Paraphrasing a favorite saying of my colleague Roy Maxion: "You may forget about unlikely faults, but they won't forget about you."
Random faults can and do occur in hardware on an infrequent but inevitable basis. If you have a large number of embedded systems deployed you can count on this happening to your system. But, how severe can the consequences be from a random bit flip? As it turns out, this can be a source of system-killer problems that have hit more than one company, and can cause catastrophic failures of safety critical systems.
While random faults are usually transient events, even the most fleeting of faults will at least sometimes result in a persistent error that can be unsafe. “Hardware component faults may be permanent, transient or intermittent, but design faults will always be permanent. However, it should be remembered that faults of any of these classes may result in errors that persist within the system.” (Storey 1996, pg. 116)
Not every random fault will cause a catastrophic system failure. But based on experimental evidence and published studies, it is virtually certain that at least some random faults will cause catastrophic system failures in a system that is not fully protected against all possible single-point faults and likely combinations of multi-point faults.
Addy
presented a case study of an embedded real time control system. The system
architecture made heavy use of global variables (which is a bad idea for other reasons (Koopman 2010)). Analysis of test results showed that a single memory bit
written to a global variable caused an unsafe action for the system studied
despite redundant checks in software. (Addy 1991, pg. 77). This means that a
single bit flip causing an unsafe system has to be considered plausible,
because it has actually been demonstrated in a safety critical control system.
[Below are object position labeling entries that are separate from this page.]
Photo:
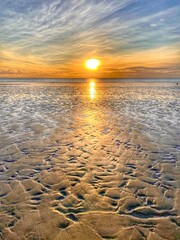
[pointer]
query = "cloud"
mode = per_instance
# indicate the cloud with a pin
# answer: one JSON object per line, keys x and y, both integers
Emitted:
{"x": 59, "y": 32}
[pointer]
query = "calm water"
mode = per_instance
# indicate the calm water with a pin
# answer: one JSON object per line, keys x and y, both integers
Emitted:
{"x": 87, "y": 154}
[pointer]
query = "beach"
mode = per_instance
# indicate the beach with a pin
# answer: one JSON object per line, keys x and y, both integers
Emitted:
{"x": 89, "y": 160}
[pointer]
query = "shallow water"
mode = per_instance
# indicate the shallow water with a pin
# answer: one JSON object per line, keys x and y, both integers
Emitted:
{"x": 90, "y": 160}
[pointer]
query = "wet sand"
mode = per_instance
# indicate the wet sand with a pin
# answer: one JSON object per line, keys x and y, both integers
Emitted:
{"x": 89, "y": 161}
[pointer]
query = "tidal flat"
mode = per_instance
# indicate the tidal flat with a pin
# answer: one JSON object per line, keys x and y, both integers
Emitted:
{"x": 89, "y": 161}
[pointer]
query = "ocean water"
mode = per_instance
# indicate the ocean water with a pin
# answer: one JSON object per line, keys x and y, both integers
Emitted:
{"x": 89, "y": 159}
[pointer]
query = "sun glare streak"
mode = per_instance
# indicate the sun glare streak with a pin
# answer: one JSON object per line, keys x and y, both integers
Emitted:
{"x": 92, "y": 89}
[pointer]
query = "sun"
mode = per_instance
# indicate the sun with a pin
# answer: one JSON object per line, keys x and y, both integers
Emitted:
{"x": 92, "y": 64}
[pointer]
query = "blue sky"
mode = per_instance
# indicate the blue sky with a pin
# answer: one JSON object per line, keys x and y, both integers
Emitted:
{"x": 132, "y": 38}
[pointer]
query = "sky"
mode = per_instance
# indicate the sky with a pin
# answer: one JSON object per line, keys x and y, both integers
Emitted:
{"x": 53, "y": 38}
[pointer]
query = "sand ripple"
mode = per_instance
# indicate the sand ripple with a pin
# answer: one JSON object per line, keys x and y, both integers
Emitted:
{"x": 76, "y": 167}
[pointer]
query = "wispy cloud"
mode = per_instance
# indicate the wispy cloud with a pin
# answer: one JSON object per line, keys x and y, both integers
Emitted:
{"x": 61, "y": 33}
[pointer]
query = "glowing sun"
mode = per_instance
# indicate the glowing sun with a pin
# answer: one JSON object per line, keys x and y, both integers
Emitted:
{"x": 92, "y": 64}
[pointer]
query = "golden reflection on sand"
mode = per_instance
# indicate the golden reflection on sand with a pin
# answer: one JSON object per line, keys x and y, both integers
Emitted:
{"x": 92, "y": 89}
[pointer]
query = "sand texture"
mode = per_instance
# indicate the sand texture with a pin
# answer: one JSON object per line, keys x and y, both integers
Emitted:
{"x": 89, "y": 162}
Addy also reported a fault in which one process set a value, and then another process took action upon that value. Addy identified a failure mode in the first process of his system due to task death that rendered the operator unable to control the safety-critical process:
Excerpt from (Addy 1991, pg. 80)
In Addy’s case a display is frozen and control over
the safety critical process is lost. As a result of the experience, Addy
recommends a separate safety process. (Addy 1991 pg. 81).
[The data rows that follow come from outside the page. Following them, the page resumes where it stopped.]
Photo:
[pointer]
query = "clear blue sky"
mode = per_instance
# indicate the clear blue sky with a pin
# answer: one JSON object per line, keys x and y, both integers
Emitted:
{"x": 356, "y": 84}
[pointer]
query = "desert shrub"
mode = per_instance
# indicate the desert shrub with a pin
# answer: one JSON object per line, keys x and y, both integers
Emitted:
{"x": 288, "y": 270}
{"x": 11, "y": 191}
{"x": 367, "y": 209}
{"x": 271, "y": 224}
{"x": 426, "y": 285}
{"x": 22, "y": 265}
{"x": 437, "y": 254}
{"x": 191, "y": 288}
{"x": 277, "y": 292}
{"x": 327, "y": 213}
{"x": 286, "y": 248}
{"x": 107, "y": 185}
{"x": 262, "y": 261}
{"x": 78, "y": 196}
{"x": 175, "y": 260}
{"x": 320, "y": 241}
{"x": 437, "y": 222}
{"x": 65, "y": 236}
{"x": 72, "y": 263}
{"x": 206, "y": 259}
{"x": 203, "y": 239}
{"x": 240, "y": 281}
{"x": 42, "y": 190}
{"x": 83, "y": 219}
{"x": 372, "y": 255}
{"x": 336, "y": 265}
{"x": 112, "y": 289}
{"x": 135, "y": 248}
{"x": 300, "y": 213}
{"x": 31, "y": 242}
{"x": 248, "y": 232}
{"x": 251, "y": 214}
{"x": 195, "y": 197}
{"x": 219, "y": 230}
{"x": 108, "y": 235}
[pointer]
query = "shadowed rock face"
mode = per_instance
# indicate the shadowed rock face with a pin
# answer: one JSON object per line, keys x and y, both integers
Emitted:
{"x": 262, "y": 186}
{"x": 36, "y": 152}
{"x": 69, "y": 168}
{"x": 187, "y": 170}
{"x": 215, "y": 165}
Sun Microsystems learned the Single Event Upset (SEU) lesson the hard way in 2000, when it had to recall high-end servers because they had failed to use error detection/correction codes and were suffering from server crashes due to random faults in SRAM. (Forbes, 2000) Fortunately no deaths were involved since this is a server rather than a safety critical embedded system.
Excerpt from Forbes 2000.
Cisco also had a significant SEU problem
with their 12000 series router line cards. They went so far as to publish a
description and workaround notification, stating: “Cisco
12000 line cards may reset after single event upset (SEU) failures. This field
notice highlights some of those failures, why they occur, and what work arounds
are available.” (Cisco 2003) Again, these were not safety critical systems.
More
recently, Skarin & Karlsson presented a study of fault injection results on
an automotive brake-by-wire system to determine if random faults can cause an
unsafe situation. They found that 30% of random errors caused erroneous
outputs, and of those 15% resulted in critical braking failures. (Skarin &
Karlsson 2008) In the context of this
brake-by-wire study, critical failures were either loss of braking or a locked
wheel during braking. (id., p. 148) Thus, it is clear that these sorts of
errors can lead to critical operational faults in electronic automotive
controls. It is worth noting that random errors tend to increase dramatically
with altitude, making this a relevant environmental condition (Heijman 2011, p.
6)
Mauser
reports
on a Siemens Automotive study of electronic throttle control for
automobiles (Mauser 1999). The study specifically accounted for random
faults
(id. p. 732), as well as considering the probability of a “runaway”
incidents (id., p. 734). It found a possibility of single point
failures, and
in particular identified dual redundant throttle electrical signals
being read
by a single shared (multiplexed) analog to digital converter in the CPU
(id., p.
739) as a critical flaw.
For automotive safety applications, MISRA
Software Guidelines discuss the need to identify and correct corruption of
memory values (MISRA Software Guidelines p. 30).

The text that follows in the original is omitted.